I know Primo Levi primarily from his personal narratives. He is an Auschwitz survivor, and many of his most famous writings relate his various experiences during that time. Some of his other writings discuss his work as a chemist or his brief stint in the Italian army before the war.
This collection of short stories began in a similar vein. The very first story is about a captured Italian partisan who has the opportunity to set of a opportunistically positioned German grenade. As I was listening to this story (I listened to the recent audiobook version of this collection read by David Colacci), I was struck by how in the moment this story felt. I also mistakenly thought it was going to set the tone for this collection. In the follow-up story “Bear Meat” I began to wonder where I was being taken.
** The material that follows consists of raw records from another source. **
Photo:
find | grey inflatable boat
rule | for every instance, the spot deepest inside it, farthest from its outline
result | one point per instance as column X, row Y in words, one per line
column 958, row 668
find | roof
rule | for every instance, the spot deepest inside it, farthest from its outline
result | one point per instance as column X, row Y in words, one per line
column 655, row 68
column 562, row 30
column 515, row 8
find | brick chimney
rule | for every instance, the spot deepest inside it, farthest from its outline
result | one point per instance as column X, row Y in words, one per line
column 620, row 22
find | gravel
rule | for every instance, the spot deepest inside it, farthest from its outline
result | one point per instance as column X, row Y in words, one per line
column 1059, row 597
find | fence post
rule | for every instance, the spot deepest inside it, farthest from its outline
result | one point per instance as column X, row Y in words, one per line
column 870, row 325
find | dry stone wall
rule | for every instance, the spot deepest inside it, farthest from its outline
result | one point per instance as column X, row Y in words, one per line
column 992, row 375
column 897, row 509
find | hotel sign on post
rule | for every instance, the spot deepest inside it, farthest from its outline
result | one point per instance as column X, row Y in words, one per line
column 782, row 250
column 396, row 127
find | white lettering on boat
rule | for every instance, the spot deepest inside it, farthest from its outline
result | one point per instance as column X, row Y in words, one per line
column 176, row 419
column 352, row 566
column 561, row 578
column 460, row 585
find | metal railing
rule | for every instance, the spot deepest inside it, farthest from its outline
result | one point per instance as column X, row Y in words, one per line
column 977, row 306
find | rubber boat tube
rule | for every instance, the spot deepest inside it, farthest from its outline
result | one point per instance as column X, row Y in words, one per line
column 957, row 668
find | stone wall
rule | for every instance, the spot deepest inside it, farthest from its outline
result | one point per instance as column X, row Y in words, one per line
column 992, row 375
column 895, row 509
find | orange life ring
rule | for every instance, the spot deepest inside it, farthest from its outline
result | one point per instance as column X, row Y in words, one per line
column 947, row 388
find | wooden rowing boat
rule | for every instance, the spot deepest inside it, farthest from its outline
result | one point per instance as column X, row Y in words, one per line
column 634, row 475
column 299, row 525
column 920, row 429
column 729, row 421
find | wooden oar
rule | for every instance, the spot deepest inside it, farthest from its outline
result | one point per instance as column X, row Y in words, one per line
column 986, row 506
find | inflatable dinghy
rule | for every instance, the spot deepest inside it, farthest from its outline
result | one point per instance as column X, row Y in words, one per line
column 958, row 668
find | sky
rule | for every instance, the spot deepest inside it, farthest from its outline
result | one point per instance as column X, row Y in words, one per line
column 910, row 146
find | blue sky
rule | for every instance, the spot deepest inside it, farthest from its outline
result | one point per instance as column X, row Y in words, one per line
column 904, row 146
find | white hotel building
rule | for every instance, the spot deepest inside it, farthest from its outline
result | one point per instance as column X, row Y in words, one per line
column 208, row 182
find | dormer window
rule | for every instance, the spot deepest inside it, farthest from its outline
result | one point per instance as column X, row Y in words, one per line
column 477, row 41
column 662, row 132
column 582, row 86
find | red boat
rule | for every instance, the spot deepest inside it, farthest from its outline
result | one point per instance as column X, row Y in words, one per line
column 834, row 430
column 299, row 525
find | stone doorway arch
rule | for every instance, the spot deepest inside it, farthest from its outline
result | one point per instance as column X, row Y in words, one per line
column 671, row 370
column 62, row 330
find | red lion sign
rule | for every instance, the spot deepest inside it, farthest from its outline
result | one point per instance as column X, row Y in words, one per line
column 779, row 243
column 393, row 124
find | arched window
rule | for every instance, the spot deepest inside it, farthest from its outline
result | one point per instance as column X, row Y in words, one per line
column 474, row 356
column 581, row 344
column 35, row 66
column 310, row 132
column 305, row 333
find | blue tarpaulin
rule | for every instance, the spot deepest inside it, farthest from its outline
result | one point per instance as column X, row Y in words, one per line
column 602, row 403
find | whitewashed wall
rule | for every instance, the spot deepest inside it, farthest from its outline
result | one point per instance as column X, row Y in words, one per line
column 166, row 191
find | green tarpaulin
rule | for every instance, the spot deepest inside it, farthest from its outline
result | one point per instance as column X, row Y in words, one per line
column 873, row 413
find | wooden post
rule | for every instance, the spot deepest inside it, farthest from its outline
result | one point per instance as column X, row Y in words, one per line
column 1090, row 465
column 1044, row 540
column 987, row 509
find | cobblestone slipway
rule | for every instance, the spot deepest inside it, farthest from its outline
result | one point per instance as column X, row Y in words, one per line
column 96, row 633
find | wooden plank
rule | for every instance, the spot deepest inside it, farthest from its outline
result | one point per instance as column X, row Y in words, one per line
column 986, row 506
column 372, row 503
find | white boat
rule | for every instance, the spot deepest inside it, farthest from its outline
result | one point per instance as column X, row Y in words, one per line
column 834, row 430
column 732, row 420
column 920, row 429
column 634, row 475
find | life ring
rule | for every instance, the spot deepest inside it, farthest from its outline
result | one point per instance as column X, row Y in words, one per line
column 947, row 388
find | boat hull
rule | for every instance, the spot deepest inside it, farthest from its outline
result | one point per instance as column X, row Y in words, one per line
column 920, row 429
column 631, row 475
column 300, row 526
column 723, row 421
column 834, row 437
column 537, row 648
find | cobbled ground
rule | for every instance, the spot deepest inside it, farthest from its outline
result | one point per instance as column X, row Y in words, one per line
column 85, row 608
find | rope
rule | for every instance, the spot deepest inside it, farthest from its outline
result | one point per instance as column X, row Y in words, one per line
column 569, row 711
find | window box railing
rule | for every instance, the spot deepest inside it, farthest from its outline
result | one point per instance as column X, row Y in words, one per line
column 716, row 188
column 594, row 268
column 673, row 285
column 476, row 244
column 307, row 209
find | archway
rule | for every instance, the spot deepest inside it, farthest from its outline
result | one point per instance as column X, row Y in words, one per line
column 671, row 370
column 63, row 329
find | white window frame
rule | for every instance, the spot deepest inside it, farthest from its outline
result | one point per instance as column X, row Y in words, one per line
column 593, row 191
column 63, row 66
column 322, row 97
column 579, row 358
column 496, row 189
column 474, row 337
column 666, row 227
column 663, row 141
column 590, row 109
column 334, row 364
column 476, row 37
In this story, a group of mountain climbers tell stories of previously foolish ventures that they went on and the lessons they learned from these, as well as the experiences of growth stemming from these.
From there, well, I am not sure what to tell you. Mostly science fiction? A story told from the perspective of a kangaroo at a dinner party?
Throughout the rest of the stories there’s a really strange mix of science fiction, fantasy, absurdism, and not-quite realistic fiction. These stories feel like a strange mix of Philip K Dick/Robert Sheckley, John Updike at times, and primarily a kind of late 20th century Italian Borges. These tales are not particularly cohesive and yet, still work as a functional collection.
I am much more interested in reading from the Primo Levi collection I bought last year knowing that it contains more weirdness. I do want to read the Holocaust narratives, but knowing it is interspersed with these types is heartening.
The translation is really good too. You might know Anne Goldstein from her work translating Elena Ferrante and her solid work and introductory material continues here.